Story by Rrita Hashani.
Some quotes are translated from Albanian and may not be exact quotations.
The sixth annual FemArt Festival, titled “Run The Show,” hit the streets last week in Pristina, Kosovo. The festival included everything from art galleries and concerts to conferences and panels.
The festival occurred three months after the three billboards in Pristina asked “How many more missed calls?” referring to the deaths of Diana Kastrati and Zejnepe Bytyqi. The Kosovar women had reported domestic abuse by their husbands but the police did not respond. The two were later murdered by their husbands.
Many factors cause the incompetent justice system in Kosovo. The country’s unresolved political status since Kosovo’s independence from Serbia in 2008 is a large contributor as well as the social ideology of a woman’s “place” that is still passed down from generation to generation.
In 2016, the Directorate of Police in Community and Prevention reported that the police received 870 reports of domestic violence, mostly against women. Furthermore, the Agency for Gender Equality estimates up to 90 percent of domestic violence cases go unreported.

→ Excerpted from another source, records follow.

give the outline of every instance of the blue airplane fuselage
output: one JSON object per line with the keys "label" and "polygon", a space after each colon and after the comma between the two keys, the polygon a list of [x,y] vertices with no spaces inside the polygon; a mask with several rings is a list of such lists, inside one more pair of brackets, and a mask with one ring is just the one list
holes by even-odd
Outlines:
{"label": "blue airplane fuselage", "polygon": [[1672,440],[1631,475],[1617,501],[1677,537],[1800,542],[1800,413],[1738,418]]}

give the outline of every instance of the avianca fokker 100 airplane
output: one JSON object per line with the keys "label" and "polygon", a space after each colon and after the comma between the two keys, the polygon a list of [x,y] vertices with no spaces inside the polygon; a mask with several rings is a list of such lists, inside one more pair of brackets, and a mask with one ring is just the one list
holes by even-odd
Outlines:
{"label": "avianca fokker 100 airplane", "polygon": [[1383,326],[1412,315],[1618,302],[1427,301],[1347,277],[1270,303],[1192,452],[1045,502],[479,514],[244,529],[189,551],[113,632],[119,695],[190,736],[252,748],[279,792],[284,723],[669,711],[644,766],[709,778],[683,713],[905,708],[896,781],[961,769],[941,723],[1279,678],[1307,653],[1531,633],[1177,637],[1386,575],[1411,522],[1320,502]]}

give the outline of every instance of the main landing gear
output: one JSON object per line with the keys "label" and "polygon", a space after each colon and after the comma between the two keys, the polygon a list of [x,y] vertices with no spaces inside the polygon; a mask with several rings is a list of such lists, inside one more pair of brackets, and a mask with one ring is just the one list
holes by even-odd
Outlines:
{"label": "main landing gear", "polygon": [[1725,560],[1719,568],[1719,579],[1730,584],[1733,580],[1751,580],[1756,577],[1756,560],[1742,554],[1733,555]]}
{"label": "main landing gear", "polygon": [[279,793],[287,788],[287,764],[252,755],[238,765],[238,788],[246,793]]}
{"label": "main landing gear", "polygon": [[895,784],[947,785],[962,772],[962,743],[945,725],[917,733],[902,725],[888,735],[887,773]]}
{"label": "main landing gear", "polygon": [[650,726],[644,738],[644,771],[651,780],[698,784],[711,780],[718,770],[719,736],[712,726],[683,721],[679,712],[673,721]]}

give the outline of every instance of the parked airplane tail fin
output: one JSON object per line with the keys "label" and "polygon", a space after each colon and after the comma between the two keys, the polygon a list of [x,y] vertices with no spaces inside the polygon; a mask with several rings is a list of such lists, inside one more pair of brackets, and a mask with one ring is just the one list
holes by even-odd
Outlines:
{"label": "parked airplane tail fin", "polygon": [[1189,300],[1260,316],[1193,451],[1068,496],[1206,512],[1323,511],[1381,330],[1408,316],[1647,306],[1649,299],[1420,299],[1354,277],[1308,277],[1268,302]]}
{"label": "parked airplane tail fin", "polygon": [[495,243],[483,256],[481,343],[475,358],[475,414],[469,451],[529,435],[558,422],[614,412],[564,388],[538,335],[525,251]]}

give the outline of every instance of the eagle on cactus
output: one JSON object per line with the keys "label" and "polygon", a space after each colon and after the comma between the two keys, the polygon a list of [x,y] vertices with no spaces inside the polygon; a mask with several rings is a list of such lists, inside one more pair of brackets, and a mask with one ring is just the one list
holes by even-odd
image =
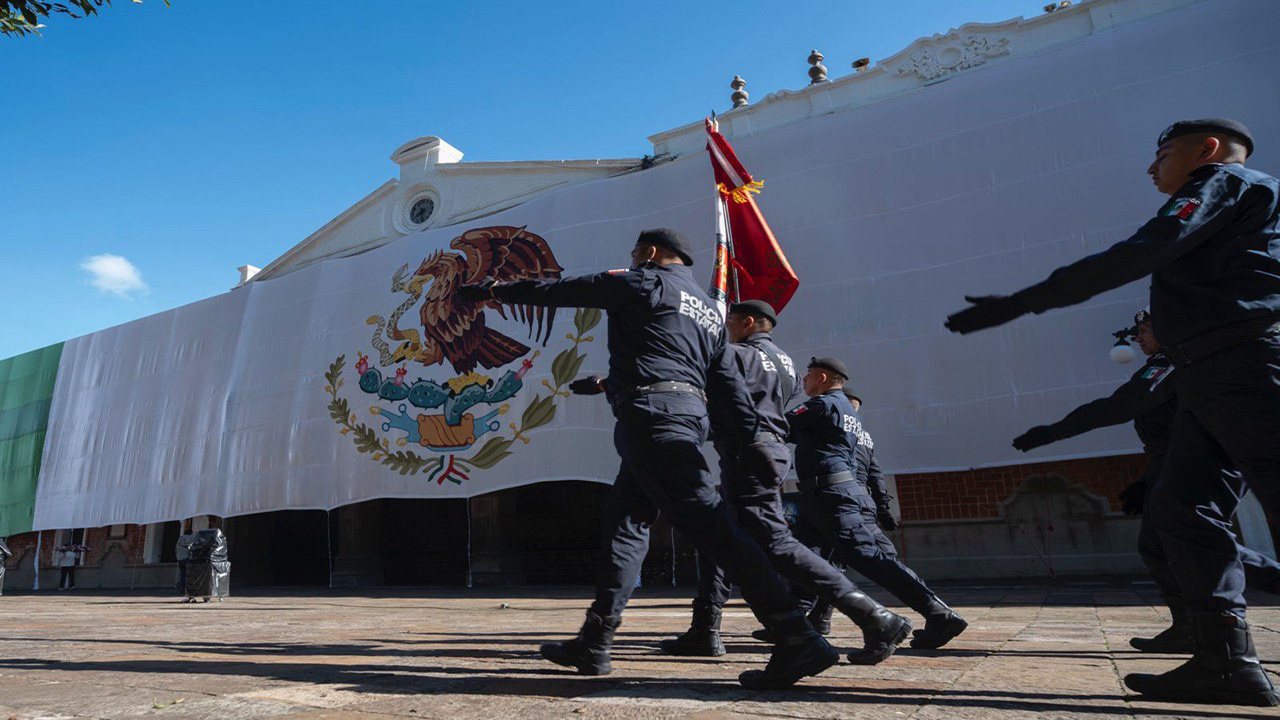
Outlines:
{"label": "eagle on cactus", "polygon": [[488,326],[489,310],[505,320],[509,309],[512,317],[529,327],[529,337],[545,346],[551,338],[554,308],[508,308],[496,300],[466,302],[454,293],[459,285],[486,278],[513,282],[560,277],[564,268],[547,241],[523,227],[500,225],[469,230],[449,247],[459,252],[438,250],[427,256],[406,286],[410,293],[424,293],[429,283],[418,309],[423,335],[414,359],[427,366],[448,361],[456,372],[465,374],[476,366],[502,367],[528,353],[528,345]]}

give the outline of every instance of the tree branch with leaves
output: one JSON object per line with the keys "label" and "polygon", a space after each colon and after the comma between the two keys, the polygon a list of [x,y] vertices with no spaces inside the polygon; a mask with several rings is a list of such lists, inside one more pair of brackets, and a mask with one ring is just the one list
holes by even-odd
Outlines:
{"label": "tree branch with leaves", "polygon": [[[142,0],[130,0],[134,5],[141,5]],[[164,0],[165,7],[169,0]],[[44,21],[53,15],[66,15],[75,20],[83,20],[90,15],[97,15],[98,9],[111,5],[111,0],[68,0],[68,2],[45,2],[44,0],[0,0],[0,35],[22,37],[23,35],[39,35],[44,28]]]}

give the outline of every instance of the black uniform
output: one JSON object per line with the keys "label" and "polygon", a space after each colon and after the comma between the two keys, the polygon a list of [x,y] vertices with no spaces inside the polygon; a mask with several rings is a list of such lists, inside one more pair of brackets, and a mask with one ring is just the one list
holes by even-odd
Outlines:
{"label": "black uniform", "polygon": [[[1280,511],[1278,200],[1280,181],[1266,173],[1205,165],[1128,240],[1000,301],[1044,312],[1151,275],[1152,327],[1165,355],[1185,367],[1173,378],[1179,406],[1165,491],[1150,512],[1193,610],[1243,617],[1245,578],[1234,538],[1202,512],[1213,503],[1205,483],[1185,468],[1225,454],[1258,499]],[[975,315],[982,317],[970,322]],[[979,305],[950,322],[967,332],[989,317]]]}
{"label": "black uniform", "polygon": [[[1204,130],[1248,137],[1234,121],[1193,121],[1175,123],[1160,143]],[[1244,620],[1240,552],[1204,477],[1210,464],[1235,467],[1280,511],[1280,181],[1237,163],[1200,167],[1128,240],[1010,297],[977,298],[947,325],[972,332],[1146,275],[1155,335],[1178,366],[1169,454],[1147,512],[1198,642],[1187,663],[1125,684],[1168,700],[1274,705],[1280,694]]]}
{"label": "black uniform", "polygon": [[[844,573],[791,534],[783,512],[782,483],[791,471],[791,451],[785,444],[789,430],[786,409],[794,404],[799,386],[795,365],[765,332],[729,347],[756,403],[762,433],[757,440],[760,452],[754,455],[754,466],[735,462],[732,455],[721,453],[721,483],[738,522],[760,543],[774,569],[788,581],[830,600],[853,592],[856,587]],[[694,608],[724,607],[728,600],[725,572],[704,562]]]}
{"label": "black uniform", "polygon": [[869,469],[859,471],[857,461],[860,438],[870,436],[844,392],[811,397],[787,417],[800,476],[796,535],[806,545],[831,548],[845,565],[926,618],[949,610],[902,564],[876,524],[876,502],[866,481],[858,482],[860,476],[870,477]]}
{"label": "black uniform", "polygon": [[[593,611],[616,625],[640,575],[649,527],[672,526],[730,572],[757,615],[797,615],[764,552],[735,524],[712,482],[701,447],[708,411],[717,438],[746,451],[760,431],[754,403],[733,367],[723,320],[684,265],[498,285],[515,304],[596,307],[609,319],[605,381],[622,458],[604,521],[607,557]],[[710,405],[704,403],[704,389]]]}
{"label": "black uniform", "polygon": [[[1152,499],[1159,493],[1160,471],[1169,451],[1169,435],[1178,410],[1173,371],[1173,363],[1162,353],[1149,356],[1128,382],[1110,396],[1085,403],[1058,422],[1045,426],[1046,440],[1066,440],[1090,430],[1132,421],[1148,459],[1141,482],[1146,485],[1143,505],[1150,508]],[[1196,482],[1211,494],[1207,497],[1212,497],[1212,502],[1202,510],[1215,513],[1217,520],[1224,526],[1230,526],[1246,488],[1240,473],[1216,466],[1216,459],[1216,455],[1199,458],[1200,464],[1206,467],[1202,474],[1196,476]],[[1189,473],[1183,475],[1190,477]],[[1280,582],[1280,564],[1276,561],[1238,543],[1237,551],[1250,587],[1268,589]],[[1138,554],[1151,571],[1161,594],[1170,601],[1170,606],[1179,604],[1182,593],[1150,512],[1142,516],[1138,530]]]}

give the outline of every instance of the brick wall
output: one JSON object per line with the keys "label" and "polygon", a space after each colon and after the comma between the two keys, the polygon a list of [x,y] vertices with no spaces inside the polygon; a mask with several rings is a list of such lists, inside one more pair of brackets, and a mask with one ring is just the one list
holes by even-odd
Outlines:
{"label": "brick wall", "polygon": [[1119,510],[1116,496],[1142,476],[1147,467],[1142,455],[1027,463],[959,472],[897,475],[898,503],[902,519],[960,520],[997,517],[1000,502],[1033,475],[1062,475],[1089,488]]}
{"label": "brick wall", "polygon": [[[57,537],[57,531],[44,531],[44,539],[40,543],[40,567],[50,567],[53,564],[53,550],[56,547]],[[36,533],[13,535],[8,539],[7,544],[9,549],[13,551],[13,557],[9,558],[7,566],[12,568],[17,565],[20,558],[26,555],[28,549],[35,549]],[[143,525],[126,525],[124,527],[124,537],[119,538],[111,537],[111,527],[89,528],[84,534],[84,544],[93,549],[93,552],[85,556],[84,564],[86,566],[98,565],[112,546],[119,546],[124,551],[126,563],[141,563],[142,554],[146,547],[146,527]]]}

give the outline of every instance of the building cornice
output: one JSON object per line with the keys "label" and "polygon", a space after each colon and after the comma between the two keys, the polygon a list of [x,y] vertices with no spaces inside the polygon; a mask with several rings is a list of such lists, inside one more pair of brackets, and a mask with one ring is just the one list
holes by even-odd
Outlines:
{"label": "building cornice", "polygon": [[[1028,57],[1203,0],[1084,0],[1031,18],[966,23],[912,42],[862,72],[797,90],[779,90],[720,115],[729,138],[749,137],[811,117],[903,95],[1016,57]],[[658,157],[700,152],[701,120],[649,136]]]}

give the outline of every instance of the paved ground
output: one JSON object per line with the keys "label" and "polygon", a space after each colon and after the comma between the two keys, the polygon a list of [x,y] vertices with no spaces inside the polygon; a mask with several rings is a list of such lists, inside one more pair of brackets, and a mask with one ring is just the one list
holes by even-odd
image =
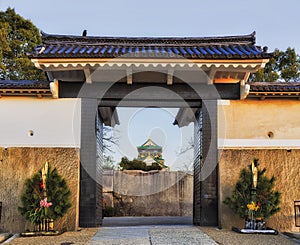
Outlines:
{"label": "paved ground", "polygon": [[[126,219],[130,226],[125,226]],[[175,222],[175,223],[172,223]],[[190,218],[179,217],[127,217],[104,219],[104,227],[65,232],[52,237],[19,237],[7,244],[12,245],[168,245],[168,244],[222,244],[222,245],[292,245],[300,244],[279,235],[238,234],[230,230],[192,226]],[[156,224],[153,224],[156,223]],[[113,227],[115,225],[115,227]],[[106,227],[105,227],[106,226]],[[2,244],[1,244],[2,245]]]}
{"label": "paved ground", "polygon": [[217,245],[208,235],[194,226],[131,226],[103,227],[92,238],[90,245]]}
{"label": "paved ground", "polygon": [[192,226],[192,217],[113,217],[103,220],[91,240],[96,244],[216,244]]}

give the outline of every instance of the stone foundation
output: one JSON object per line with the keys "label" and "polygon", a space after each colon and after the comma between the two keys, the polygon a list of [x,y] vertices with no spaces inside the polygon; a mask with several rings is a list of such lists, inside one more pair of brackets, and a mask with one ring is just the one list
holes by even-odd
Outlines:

Organizations like Artpolis, the NGO behind FemArt, are starting the conversation on domestic violence and women’s rights but there is a long way to go.
“These discussions and panel conferences are just repeating themselves”, says Agnesa Qermini of the Kosovar Youth Council. “They’re talking about it but they’re not putting these things in act or acting about it.”
Qermini is referring to FemArt’s conference “Justice for Murdered Women as a Result of Domestic Violence.” The panel included activist Igballe Rugova, Annette M. Fath-Lihic of the EU and many more speaking on women’s rights and the need for a strict implementation of the laws.
Former President Atifete Jahjaga attended as well, and spoke on how the government is “systematically able to perpetuate violence.”
“At least five women were killed where no one was found guilty. The justice system buried those women alive.”
Hilmi Jashari, lawyer and ombudsman of the Kosovo Assembly, shared that the justice system in Kosovo is “overwhelmed.”
Whether it be the legislation or the disconnect between the law and the police, Vjosa Osmani of the Kosovo Assembly states it may be time to “change the constitution”altogether.
Obviously, there is no simple fix to the legal issues or cultural patriarchy in Kosovo but organizations like Artpolis and festivals like FemArt hope to set foundations for drastic change.
One of the fathers of the slain women (we were not able to catch his name) said to the panel, “I am not fighting just for my daughter. She’s gone. I am fighting for my other four daughters and the 400,000 Kosovar daughters I have.”